Drodzy czytelnicy, trzymajcie się, bo takiego odcinka chyba jeszcze nie było. Choć bardzo się staram być bezstronny i czasem nawet aktywnie udaję się na poszukiwanie pozytywnych wiadomości dotyczących PiS, zwykle jest to zadanie skazane na porażkę. Ale nie tym razem! Okazuje się, że jest poseł PiS, który zasługuje na szacunek. To mało znany Marcin Porzucek z Piły, który po tym, jak dowiedział się, że na apel lokalnego szpitala o wolontariuszy do pomocy zgłosiła się tylko jedna osoba, sam wziął na siebie to zadanie i od dwóch tygodni po kilka godzin dziennie zdejmuje trochę ciężaru z przepracowanej załogi, wykonując proste czynności takie jak dezynfekcja, zbieranie talerzy po posiłkach czy czyszczenie toalet. Nie spodziewałem się, że przyjdzie mi jeszcze kiedyś napisać takie słowa wobec kogoś z PiS ale: panie Porzucek, szacun!

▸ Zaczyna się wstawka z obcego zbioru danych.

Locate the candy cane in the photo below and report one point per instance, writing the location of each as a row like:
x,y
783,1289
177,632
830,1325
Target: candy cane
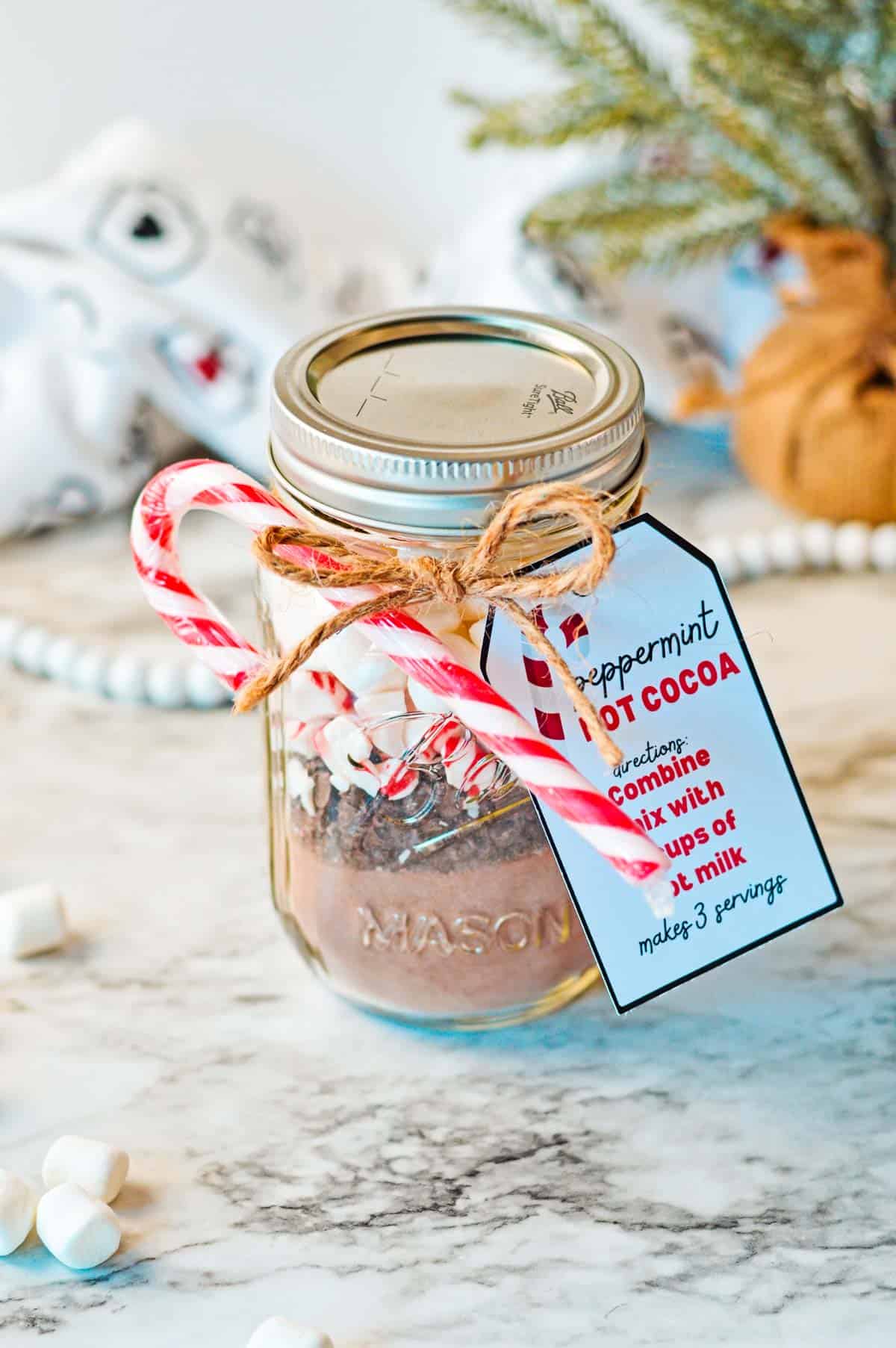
x,y
541,681
199,484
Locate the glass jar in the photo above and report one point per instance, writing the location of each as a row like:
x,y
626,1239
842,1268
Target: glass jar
x,y
407,864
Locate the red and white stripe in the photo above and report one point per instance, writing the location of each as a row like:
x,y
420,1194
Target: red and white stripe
x,y
541,681
199,484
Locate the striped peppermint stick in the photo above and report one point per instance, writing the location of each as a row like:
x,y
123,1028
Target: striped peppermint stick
x,y
538,676
199,484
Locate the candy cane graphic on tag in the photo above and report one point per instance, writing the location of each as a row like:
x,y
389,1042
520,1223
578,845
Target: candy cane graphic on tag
x,y
495,723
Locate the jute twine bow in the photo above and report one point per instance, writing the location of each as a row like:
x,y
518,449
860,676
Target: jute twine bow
x,y
407,581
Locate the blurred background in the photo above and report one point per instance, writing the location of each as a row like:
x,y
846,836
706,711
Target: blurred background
x,y
185,194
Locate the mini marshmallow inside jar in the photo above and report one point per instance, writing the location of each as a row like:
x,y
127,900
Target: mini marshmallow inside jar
x,y
407,864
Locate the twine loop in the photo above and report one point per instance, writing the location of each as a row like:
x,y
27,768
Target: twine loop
x,y
475,574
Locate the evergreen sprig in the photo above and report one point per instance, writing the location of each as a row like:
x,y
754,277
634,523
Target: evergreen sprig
x,y
785,105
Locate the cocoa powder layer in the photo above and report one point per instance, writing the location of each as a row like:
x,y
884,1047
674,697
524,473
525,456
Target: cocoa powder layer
x,y
435,942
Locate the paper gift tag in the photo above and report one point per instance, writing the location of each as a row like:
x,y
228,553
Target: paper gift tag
x,y
705,770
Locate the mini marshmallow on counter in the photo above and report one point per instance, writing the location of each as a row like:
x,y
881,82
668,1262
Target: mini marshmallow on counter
x,y
18,1205
78,1230
31,921
95,1167
279,1332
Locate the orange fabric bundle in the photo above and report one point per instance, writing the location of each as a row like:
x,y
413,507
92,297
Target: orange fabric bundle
x,y
815,420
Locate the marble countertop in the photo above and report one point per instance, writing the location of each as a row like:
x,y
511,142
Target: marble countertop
x,y
718,1167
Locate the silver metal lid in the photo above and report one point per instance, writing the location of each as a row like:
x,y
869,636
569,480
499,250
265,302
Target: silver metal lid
x,y
420,421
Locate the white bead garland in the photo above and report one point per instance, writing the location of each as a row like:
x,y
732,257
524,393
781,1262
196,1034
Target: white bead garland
x,y
785,549
815,545
120,678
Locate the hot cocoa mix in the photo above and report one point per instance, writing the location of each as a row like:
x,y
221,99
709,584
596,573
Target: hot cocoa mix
x,y
448,916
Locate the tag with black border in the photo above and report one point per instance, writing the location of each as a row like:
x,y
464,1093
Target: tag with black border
x,y
705,770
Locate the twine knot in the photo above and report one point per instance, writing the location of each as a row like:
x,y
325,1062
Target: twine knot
x,y
321,561
442,579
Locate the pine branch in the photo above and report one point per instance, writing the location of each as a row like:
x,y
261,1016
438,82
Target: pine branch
x,y
573,114
686,240
624,201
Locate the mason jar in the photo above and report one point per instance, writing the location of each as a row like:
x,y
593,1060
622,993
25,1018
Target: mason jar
x,y
410,867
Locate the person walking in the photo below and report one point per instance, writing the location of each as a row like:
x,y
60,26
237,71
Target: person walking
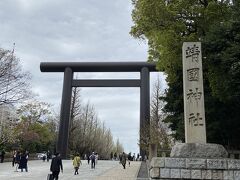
x,y
48,155
76,163
123,160
23,162
14,154
2,155
17,160
93,158
88,157
56,165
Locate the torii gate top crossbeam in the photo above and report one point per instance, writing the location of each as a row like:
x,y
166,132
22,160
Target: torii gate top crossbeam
x,y
97,66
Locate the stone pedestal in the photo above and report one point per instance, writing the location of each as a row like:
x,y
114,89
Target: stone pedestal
x,y
195,161
198,150
194,168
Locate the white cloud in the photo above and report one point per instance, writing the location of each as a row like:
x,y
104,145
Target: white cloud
x,y
77,30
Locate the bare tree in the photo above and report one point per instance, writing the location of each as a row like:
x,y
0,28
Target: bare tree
x,y
159,131
14,82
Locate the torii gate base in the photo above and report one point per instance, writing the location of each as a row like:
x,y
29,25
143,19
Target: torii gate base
x,y
70,67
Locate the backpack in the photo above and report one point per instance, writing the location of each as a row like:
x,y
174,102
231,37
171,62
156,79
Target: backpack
x,y
92,157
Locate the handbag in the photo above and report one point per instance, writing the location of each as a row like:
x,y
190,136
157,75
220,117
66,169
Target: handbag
x,y
50,177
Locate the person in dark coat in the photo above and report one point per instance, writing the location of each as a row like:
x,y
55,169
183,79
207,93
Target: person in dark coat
x,y
2,155
93,160
23,162
124,160
56,165
49,155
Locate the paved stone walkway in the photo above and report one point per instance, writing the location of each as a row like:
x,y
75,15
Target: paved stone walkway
x,y
105,170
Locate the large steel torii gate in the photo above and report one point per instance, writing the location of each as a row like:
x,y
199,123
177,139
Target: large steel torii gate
x,y
70,67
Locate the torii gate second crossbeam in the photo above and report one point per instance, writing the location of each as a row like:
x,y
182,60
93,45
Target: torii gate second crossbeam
x,y
70,67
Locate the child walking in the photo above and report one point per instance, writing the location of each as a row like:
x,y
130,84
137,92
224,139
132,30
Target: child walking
x,y
76,163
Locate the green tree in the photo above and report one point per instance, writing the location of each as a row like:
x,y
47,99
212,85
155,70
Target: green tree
x,y
35,130
166,24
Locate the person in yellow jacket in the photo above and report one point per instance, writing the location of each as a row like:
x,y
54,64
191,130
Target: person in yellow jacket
x,y
76,163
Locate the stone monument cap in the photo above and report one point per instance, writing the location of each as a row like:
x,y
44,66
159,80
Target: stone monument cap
x,y
198,150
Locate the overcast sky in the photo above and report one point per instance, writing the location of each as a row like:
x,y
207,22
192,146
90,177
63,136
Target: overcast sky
x,y
81,31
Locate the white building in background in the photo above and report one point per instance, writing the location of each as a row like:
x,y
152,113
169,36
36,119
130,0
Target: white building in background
x,y
8,117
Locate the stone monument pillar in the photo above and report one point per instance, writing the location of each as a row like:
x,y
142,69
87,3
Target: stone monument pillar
x,y
194,114
194,159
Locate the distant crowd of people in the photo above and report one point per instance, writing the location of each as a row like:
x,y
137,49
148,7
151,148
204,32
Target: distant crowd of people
x,y
20,161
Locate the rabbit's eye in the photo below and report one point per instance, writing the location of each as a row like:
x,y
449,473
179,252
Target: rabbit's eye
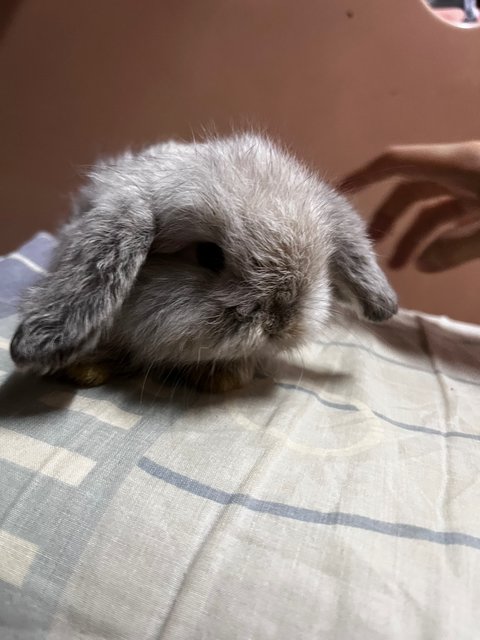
x,y
210,256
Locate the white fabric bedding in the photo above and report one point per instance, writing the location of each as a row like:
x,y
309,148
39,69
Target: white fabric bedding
x,y
338,500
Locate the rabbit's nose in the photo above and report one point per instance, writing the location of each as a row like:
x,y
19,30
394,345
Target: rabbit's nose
x,y
279,316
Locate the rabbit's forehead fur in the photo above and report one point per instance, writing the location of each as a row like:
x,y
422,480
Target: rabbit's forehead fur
x,y
268,214
288,245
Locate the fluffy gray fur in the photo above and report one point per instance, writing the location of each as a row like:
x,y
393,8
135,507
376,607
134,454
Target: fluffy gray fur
x,y
126,273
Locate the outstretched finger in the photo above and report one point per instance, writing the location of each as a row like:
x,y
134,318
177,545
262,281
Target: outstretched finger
x,y
404,196
429,220
417,162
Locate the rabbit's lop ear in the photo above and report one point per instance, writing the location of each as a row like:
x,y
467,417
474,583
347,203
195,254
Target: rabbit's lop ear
x,y
97,261
358,281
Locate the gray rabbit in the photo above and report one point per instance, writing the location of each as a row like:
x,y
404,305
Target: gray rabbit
x,y
206,258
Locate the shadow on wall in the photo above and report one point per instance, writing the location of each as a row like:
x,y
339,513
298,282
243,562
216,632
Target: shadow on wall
x,y
337,81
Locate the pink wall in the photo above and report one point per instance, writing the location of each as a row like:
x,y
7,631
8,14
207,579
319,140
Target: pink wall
x,y
336,79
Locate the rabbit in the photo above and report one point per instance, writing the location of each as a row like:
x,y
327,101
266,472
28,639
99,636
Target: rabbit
x,y
206,258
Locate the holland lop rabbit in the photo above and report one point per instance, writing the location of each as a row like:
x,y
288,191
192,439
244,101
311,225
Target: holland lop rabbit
x,y
205,258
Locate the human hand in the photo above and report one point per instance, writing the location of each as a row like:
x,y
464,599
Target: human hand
x,y
442,181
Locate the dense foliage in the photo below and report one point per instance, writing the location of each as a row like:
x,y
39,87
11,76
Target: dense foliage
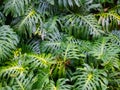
x,y
59,44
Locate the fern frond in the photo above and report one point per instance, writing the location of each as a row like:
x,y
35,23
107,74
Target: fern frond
x,y
16,7
109,21
115,37
105,51
12,70
61,84
88,78
41,60
82,26
8,41
28,23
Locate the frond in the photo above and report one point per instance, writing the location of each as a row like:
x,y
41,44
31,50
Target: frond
x,y
105,51
54,42
61,84
115,37
28,23
41,60
47,7
30,46
88,78
109,21
2,19
24,82
16,7
12,70
8,41
82,26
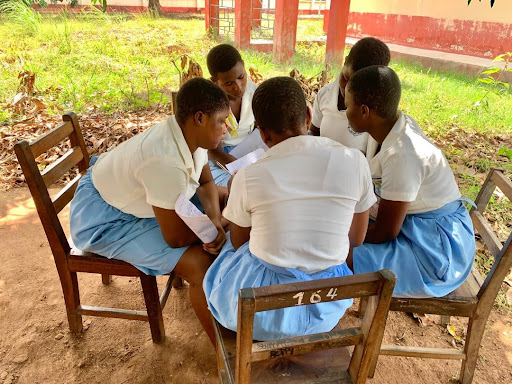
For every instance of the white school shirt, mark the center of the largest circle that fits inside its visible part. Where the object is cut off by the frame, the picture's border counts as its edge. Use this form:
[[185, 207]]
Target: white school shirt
[[409, 167], [150, 169], [239, 130], [299, 199], [332, 122]]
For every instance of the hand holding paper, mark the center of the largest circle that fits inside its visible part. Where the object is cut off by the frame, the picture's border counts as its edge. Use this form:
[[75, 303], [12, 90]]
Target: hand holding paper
[[198, 222], [250, 158], [250, 144]]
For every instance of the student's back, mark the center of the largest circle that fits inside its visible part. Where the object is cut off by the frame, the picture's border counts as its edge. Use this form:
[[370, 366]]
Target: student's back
[[294, 213], [422, 231], [296, 194]]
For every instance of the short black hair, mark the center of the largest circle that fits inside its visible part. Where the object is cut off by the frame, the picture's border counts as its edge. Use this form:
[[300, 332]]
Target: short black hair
[[279, 105], [199, 95], [222, 58], [378, 87], [368, 51]]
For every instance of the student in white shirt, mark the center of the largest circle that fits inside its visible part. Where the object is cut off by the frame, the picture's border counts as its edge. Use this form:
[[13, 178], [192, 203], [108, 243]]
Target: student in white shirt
[[227, 70], [294, 215], [123, 207], [329, 118], [422, 231]]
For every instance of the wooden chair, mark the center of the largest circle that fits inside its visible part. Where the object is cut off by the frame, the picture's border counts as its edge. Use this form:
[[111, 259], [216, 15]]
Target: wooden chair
[[68, 259], [474, 299], [315, 358]]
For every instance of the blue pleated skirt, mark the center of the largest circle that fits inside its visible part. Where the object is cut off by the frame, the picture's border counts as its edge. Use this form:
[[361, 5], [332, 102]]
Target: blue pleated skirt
[[220, 177], [431, 257], [98, 227], [236, 269]]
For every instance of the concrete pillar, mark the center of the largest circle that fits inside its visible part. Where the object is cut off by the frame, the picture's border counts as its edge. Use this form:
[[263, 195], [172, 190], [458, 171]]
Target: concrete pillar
[[256, 13], [285, 29], [337, 31], [211, 15], [243, 22]]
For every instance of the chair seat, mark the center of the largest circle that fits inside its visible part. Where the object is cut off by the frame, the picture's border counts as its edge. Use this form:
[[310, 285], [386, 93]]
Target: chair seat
[[327, 366], [461, 302], [80, 261]]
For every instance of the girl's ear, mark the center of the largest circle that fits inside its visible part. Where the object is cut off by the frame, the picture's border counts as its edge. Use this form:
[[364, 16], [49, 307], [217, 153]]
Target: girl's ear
[[365, 111], [198, 118], [265, 136], [308, 114]]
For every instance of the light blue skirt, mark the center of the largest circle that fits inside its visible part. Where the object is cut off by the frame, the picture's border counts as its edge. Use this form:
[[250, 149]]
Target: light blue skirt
[[220, 177], [236, 269], [431, 257], [98, 227]]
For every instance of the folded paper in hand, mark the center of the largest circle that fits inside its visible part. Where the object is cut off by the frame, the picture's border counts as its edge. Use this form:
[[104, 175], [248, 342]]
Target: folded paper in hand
[[244, 161], [198, 222], [249, 144]]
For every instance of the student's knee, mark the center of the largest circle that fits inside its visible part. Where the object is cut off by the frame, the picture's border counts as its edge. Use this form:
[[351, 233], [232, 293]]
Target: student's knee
[[193, 265]]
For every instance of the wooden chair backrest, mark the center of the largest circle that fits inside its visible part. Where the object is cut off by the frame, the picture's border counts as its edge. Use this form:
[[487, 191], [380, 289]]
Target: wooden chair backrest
[[39, 182], [378, 287], [502, 253]]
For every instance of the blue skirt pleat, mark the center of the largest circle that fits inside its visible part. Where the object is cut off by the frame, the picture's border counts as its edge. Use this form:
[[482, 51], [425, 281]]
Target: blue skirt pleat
[[431, 257], [98, 227], [236, 269], [220, 177]]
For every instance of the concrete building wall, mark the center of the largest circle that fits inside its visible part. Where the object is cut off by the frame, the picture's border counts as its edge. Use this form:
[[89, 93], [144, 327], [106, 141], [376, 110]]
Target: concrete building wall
[[445, 25]]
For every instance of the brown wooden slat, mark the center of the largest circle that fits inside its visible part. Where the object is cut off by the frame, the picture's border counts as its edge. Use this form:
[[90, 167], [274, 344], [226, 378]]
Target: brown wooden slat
[[95, 264], [61, 199], [55, 171], [429, 353], [128, 314], [305, 344], [434, 306], [503, 183], [51, 138], [491, 240], [282, 296]]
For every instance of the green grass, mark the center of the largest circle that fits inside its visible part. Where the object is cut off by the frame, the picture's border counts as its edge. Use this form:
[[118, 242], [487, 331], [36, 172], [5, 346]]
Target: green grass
[[114, 62]]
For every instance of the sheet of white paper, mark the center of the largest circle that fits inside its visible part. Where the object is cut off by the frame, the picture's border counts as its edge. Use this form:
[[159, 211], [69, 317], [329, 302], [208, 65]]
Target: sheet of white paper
[[244, 161], [250, 144], [198, 222]]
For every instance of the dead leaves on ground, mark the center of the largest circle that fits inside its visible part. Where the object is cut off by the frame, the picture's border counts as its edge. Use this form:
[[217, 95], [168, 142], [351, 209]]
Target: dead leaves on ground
[[187, 68], [101, 131], [311, 85]]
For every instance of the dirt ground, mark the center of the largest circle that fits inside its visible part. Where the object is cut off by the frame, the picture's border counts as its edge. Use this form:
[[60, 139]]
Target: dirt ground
[[36, 346]]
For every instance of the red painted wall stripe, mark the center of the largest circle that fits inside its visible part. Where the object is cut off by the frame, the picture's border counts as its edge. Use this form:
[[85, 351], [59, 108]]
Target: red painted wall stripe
[[474, 38]]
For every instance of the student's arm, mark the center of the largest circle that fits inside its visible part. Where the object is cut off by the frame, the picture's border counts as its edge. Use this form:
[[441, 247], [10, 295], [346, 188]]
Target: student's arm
[[239, 235], [209, 198], [358, 228], [219, 155], [175, 232], [390, 218]]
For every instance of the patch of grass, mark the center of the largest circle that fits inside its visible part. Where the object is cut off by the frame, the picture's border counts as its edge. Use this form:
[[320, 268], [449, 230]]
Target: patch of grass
[[114, 62], [440, 101]]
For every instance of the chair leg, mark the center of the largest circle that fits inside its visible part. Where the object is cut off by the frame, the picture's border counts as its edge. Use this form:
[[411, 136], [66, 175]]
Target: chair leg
[[153, 307], [445, 320], [474, 335], [106, 279], [177, 282], [363, 302], [69, 282]]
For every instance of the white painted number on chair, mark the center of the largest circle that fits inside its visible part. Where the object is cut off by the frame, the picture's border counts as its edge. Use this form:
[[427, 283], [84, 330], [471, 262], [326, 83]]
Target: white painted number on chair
[[333, 292], [315, 297]]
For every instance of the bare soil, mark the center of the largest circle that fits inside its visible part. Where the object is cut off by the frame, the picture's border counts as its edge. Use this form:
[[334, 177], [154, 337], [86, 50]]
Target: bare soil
[[36, 346]]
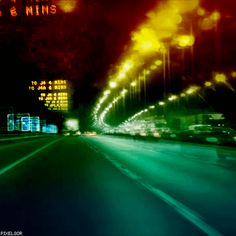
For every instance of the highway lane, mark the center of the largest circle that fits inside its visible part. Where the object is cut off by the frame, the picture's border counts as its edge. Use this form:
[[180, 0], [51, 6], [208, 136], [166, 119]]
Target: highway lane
[[111, 186], [198, 178]]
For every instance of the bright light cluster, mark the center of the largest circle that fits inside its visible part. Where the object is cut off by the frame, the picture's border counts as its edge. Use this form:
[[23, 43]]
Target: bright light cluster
[[217, 78], [165, 27]]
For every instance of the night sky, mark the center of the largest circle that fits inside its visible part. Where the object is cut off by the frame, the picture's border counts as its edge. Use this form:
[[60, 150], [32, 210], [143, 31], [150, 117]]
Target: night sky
[[83, 45]]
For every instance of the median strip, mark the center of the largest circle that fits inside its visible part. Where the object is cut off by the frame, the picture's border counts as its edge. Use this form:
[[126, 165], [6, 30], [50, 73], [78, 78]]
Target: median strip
[[9, 167]]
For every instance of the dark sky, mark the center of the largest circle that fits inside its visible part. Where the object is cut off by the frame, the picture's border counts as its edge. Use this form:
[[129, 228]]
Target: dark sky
[[81, 47]]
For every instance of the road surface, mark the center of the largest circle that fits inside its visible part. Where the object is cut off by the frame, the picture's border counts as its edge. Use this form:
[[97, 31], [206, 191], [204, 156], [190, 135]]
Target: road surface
[[105, 185]]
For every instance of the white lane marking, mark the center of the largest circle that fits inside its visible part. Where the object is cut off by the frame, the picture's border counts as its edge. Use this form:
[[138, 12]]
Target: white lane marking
[[183, 210], [9, 167], [186, 212]]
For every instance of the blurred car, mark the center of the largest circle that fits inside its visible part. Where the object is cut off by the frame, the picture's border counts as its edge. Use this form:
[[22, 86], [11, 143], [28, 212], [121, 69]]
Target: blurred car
[[90, 133], [208, 134]]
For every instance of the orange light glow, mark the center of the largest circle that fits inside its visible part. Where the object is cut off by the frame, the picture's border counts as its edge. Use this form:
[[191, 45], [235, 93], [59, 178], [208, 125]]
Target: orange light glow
[[67, 5]]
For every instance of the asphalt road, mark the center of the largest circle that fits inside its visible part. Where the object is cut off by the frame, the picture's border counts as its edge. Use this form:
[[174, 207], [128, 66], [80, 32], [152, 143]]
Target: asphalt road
[[114, 186]]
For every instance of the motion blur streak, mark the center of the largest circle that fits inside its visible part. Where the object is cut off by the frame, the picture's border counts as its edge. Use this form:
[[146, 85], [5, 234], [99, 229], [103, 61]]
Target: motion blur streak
[[9, 167], [186, 212]]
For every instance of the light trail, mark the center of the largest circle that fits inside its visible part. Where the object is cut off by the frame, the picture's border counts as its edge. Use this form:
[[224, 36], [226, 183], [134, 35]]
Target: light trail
[[14, 164]]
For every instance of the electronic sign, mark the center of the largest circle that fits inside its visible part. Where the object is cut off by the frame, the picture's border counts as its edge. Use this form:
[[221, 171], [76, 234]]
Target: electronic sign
[[25, 124], [14, 8], [10, 122], [35, 123], [53, 93]]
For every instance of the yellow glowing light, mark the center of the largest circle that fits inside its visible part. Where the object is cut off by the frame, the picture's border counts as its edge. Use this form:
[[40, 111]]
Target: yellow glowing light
[[125, 67], [146, 41], [112, 84], [153, 67], [172, 97], [201, 11], [67, 5], [220, 78], [123, 92], [158, 62], [185, 41], [215, 16], [107, 92], [192, 89], [233, 74]]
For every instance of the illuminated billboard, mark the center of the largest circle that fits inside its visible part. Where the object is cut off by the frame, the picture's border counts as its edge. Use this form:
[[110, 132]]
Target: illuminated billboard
[[16, 8], [53, 93]]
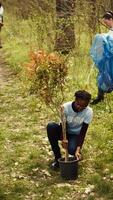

Kliknij TUTAJ aby przeczytać poprzedni odcinek cyklu.
Kliknij TUTAJ aby zobaczyć listę wszystkich dotychczasowych felietonów.
Pan Porzucek nie jest jednak jedynym PiSowcem, któremu udało się spostrzec, co jest w obecnej chwili w kraju najważniejsze. Inni jednak robią to w typowy dla swojej formacji sposób. Pamiętacie może z z zeszłego tygodnia, że rząd nagle zmienił zdanie i zadecydował, że stoki narciarskie, pomimo krytycznej pandemii, pozostaną otwarte? Okazuje się, że w sprawie maczał palce sam prezydent Duda. Jak wiadomo jest on zapalonym narciarzem, który pół zimy spędza na stoku (bo i co ma lepszego do roboty, nikt poważny z nim rozmawiać nie chce, a podpisanie wszystkiego co mu podsunie Kaczyński też tak dużo czasu znowu nie zajmuje). I co on by biedny robił jakby pozbawiono go okazji do szusowania w polskich kurortach? Przecież nie pojechałby za granicę, bo by to jakoś głupio wyglądało… Dlatego inni posłowie PiS mu się nie dziwią. “Prezydent jest miłośnikiem narciarstwa, więc jest zainteresowany, żeby wyciągi działały” – tłumaczy tę oczywistość marszałek Terlecki. Jaka szkoda, że nie trafił nam się prezydent, który byłby miłośnikiem konstytucji!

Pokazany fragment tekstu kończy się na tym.